Assim, pertence a um homem tudo aquilo que, por sua força ou astúcia, ele for capaz de conseguir e enquanto puder conservá-lo em sua posse.

A situação até agora descrita, referente ao estado de natureza, mostra que o homem, em tais condições, encontra-se em um estado de guerra, de conflitos, de insegurança. E assim, como são as paixões que levam o homem ao estado de guerra, são elas que o impulsionam a sair dessa condição miserável e desagradável.
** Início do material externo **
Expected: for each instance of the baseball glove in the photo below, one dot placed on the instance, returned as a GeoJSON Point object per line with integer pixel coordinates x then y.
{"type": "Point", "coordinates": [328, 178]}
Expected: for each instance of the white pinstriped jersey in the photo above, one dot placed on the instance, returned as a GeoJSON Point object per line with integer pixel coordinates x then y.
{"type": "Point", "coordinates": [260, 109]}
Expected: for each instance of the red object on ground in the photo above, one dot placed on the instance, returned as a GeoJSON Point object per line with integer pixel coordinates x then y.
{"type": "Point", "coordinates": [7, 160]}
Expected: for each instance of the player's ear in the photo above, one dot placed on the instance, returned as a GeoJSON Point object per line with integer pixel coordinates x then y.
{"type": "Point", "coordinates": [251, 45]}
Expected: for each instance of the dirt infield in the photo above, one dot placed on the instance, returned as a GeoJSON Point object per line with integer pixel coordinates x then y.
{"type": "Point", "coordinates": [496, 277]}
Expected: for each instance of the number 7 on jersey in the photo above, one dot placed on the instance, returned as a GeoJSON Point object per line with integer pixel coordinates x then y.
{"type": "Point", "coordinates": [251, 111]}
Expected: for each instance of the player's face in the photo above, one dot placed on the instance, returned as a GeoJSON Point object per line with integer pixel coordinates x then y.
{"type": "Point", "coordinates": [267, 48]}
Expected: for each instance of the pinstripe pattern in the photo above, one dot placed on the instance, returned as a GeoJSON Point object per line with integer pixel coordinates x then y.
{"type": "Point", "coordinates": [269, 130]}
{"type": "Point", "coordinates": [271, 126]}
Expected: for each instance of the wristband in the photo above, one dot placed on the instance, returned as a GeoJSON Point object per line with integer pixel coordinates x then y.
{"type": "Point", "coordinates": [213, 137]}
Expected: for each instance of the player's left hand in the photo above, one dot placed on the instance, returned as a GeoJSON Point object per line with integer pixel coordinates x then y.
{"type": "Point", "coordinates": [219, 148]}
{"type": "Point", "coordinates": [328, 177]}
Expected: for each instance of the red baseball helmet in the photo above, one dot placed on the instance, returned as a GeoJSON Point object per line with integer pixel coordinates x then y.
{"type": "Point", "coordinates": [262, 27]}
É por medo da morte violenta e pelo desejo de segurança, necessária para uma vida mais cômoda, que o homem vai em busca da paz.

“As paixões que fazem os homens tender para a paz são o medo da morte, o desejo daquelas coisas que são necessárias para uma vida confortável, e a esperança de consegui-las através do trabalho. E a razão sugere adequadas normas de paz, em torno das quais os homens podem chegar a acordo.”(Hobbes, 1983, p. 77).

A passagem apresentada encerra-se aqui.